Jerome: So the applications, they interface with our file system the exact same way that they would with an on-premises file system and the customers get the flexibility with Elastifile to choose not only the capacity that they want with their file system but they can also choose the type of underlying storage resources. So, for example, they can choose in Google cloud, now taking a different example, they can choose to select the locally attached SST’s or they could, for example choose the hard drive based storage devices. So under the covers there are different storage devices and Elastifile is aggregating them together to create this single namespace file system.
Enrico: So it’s a scale-out solution but how is it to scale the solution or sometimes just shrink because you need less resources because you don’t need data anymore or whatever?
Jerome: Yes, Elastifile allows customers to scale-out or scale-in their file system as necessary based on the requirements of their use case and their workload, so through our management UI, you can add additional nodes to add capacity to an elastifile cluster, on-demand and then if additional capacity or if the capacity that you have is no longer needed then you can also remove nodes and so we’ll resize the cluster accordingly based on what the user desires at a given point in time
Enrico: Any other features like remote replication? If I want to operate in a multi-cloud environment, for example.
Jerome: Yes, definitely we see asynchronous replication as an important feature and it is something that Elastifile offers. For us actually, asynchronous replication is predominantly used within the cloud within a single cloud environment because what we see is that workloads like SAP migrations as an example, in those types of use cases, organizations want to replicate clusters across availability zones within a cloud to ensure high availability and so in those use cases, they’ll leverage asynchronous replication to make a copy of their test or their pre-production or their production environment so that if an availability zone has a failure, they won’t lose access to their data.
Enrico: I see but maybe I want to be sure that if Amazon goes down, I have all my data somewhere else.
Jerome: Yes, in addition to our asynchronous replication feature, we also have a capability that we call cloud connect. What cloud connect does is it can take data from any on-premises file system, doesn’t have to be a Elastifile, could be Netapp, could be Isilon. We’ll take that data and we’ll encode it into object format but we will retain all of file system structures. All of the file directory hierarchy, all the attributes, all the links et cera, everything that make it a files system, we will encode it into object. So then we will place that into object storage on the cloud of the customer’s choice so could be S3 if it was Amazon, could be Google cloud storage if its the Google environment. So leveraging cloud connect, customers have a way to put data from their on-premises file system into the cloud in a very cost-effective manner because we compress the data, we dedupe the data before we send it into object storage in the cloud and then it is stored, of course, on [inaudible 00:12:59] the object.
Jerome: So in this way, many customers implement multi-cloud architectures where they’ll use the on-premises environment as hub and multiple clouds as the different spokes so they can sync data to S3 and they can also be syncing data to GCS as an example.

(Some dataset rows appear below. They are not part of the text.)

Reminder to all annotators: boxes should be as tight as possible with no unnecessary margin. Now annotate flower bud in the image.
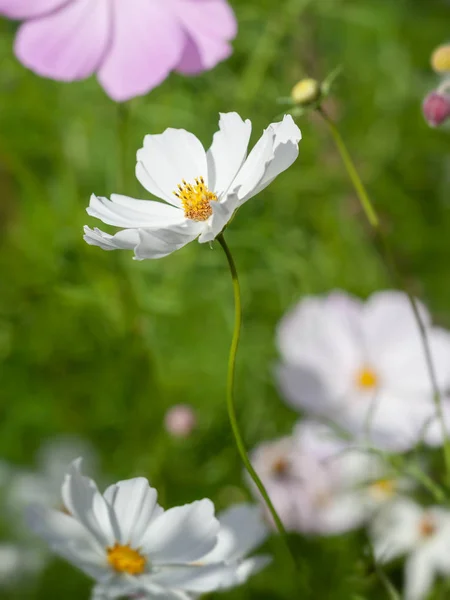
[291,78,321,106]
[422,90,450,127]
[431,44,450,73]
[164,404,197,438]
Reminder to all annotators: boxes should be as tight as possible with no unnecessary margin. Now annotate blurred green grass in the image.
[0,0,450,598]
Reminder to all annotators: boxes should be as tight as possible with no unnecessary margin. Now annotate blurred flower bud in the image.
[422,90,450,127]
[291,78,321,106]
[431,44,450,73]
[164,404,196,438]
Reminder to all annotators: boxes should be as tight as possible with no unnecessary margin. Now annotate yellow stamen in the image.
[355,366,378,390]
[107,543,146,575]
[369,478,396,499]
[174,177,217,222]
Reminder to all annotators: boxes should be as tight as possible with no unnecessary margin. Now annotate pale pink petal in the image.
[174,0,236,74]
[14,0,111,82]
[0,0,67,19]
[98,0,185,102]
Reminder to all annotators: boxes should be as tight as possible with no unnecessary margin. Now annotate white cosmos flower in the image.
[249,421,408,535]
[371,498,450,600]
[28,459,246,600]
[276,290,450,451]
[84,112,301,259]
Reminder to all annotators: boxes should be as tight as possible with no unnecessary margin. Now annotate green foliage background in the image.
[0,0,449,598]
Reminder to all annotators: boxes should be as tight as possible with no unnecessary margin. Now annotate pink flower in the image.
[0,0,237,102]
[422,90,450,128]
[164,404,197,438]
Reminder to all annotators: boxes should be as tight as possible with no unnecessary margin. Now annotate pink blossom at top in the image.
[0,0,237,102]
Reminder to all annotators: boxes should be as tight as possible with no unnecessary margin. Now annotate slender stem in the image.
[366,535,401,600]
[318,106,450,485]
[117,102,130,192]
[217,233,297,568]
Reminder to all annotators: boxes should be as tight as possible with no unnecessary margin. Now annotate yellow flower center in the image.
[174,177,217,221]
[355,366,378,390]
[369,478,396,499]
[107,543,146,575]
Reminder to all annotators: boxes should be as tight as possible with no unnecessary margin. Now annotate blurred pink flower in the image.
[164,404,197,437]
[0,0,237,101]
[422,90,450,128]
[249,421,408,536]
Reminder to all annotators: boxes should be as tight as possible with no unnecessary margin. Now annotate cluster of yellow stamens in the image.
[107,543,146,575]
[355,366,379,390]
[174,177,217,222]
[369,478,396,499]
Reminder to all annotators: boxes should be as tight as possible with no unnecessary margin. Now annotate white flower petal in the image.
[141,499,219,564]
[27,505,108,580]
[228,125,275,201]
[231,555,272,585]
[404,552,437,600]
[201,504,268,564]
[234,115,301,205]
[148,564,238,593]
[370,498,423,563]
[276,294,361,395]
[103,478,160,547]
[135,222,202,260]
[136,128,208,204]
[83,226,139,252]
[198,195,239,244]
[62,459,116,548]
[87,194,184,228]
[206,112,252,198]
[363,291,430,359]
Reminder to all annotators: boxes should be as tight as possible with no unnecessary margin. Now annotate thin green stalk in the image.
[366,536,401,600]
[317,106,450,486]
[217,233,297,569]
[117,102,130,192]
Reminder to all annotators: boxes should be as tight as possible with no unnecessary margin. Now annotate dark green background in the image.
[0,0,449,597]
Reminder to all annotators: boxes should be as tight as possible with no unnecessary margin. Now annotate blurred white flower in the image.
[250,420,408,535]
[84,112,301,259]
[5,435,99,519]
[29,460,266,599]
[164,404,197,438]
[0,544,44,588]
[371,498,450,600]
[276,290,450,451]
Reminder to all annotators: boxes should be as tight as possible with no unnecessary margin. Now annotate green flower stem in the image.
[317,106,450,487]
[217,233,297,569]
[118,102,130,192]
[366,535,401,600]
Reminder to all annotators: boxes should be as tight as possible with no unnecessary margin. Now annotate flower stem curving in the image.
[217,232,298,569]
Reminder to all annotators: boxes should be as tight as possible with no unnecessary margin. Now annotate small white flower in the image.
[28,459,244,599]
[84,112,301,259]
[371,498,450,600]
[250,421,407,535]
[276,290,450,451]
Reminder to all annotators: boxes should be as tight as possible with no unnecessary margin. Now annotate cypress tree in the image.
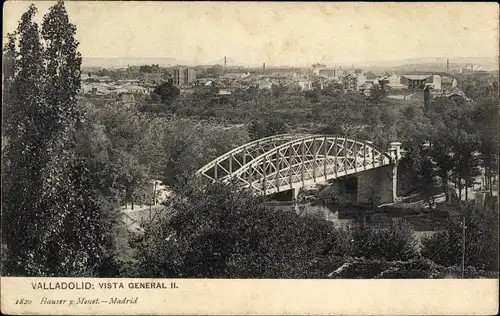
[2,1,118,276]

So these types of setups can be used for simple backup or disaster recovery but what we see is that customers’ leverage this as a way to stage data into the cloud for active processing and in this way they can choose, “I’d like to process on Google today” and maybe next week, “I’d like to process on Amazon” and there could be a variety of reason from cost to services that drive that decision.
Enrico: I see, and what about the licensing? How do you charge for your software?
Jerome: Our software has a license and there are two different models that the customers can use, they can either purchase a license from Elastifile and manage the infrastructure themselves within their own cloud projects or in environments like Google cloud, we are available through the Google cloud marketplace and in Google marketplace the customer can go, they can select Elastifile, they’ll choose the amount of storage that they want and the type of storage they’d like to have and for example, hard disc drive-based or SST based and then we’ll create the cluster, give them the file system, they don’t have to do anything else and they’ll just get one-bill from Google through the marketplace experience so there are two different models that customers have to choose from.
Enrico: Okay, so really nice, we mentioned at the beginning that you have a news for this week, right?
Jerome: Correct. We are releasing version 3.0 of the Elastifile solution. We are very excited about it and the key capability being introduced in 3.0 is something that we call clear tier and what clear tier is all about is giving customers the flexibility to manage the cost and performance of their cloud based cloud storage solutions in a way that makes sense for their workloads. Clear tier is basically blending the best aspects of not only file storage but also, object storage so we are now leveraging object storage to extend the namespace of the file system.
Jerome: So with clear tier, applications can see all of the files available in a file system, even if some of the file data is located on object storage and we tier the data between them seamlessly.
Enrico: Very nice, so on a time basis or policy, out of kind of policies that you can decide, right?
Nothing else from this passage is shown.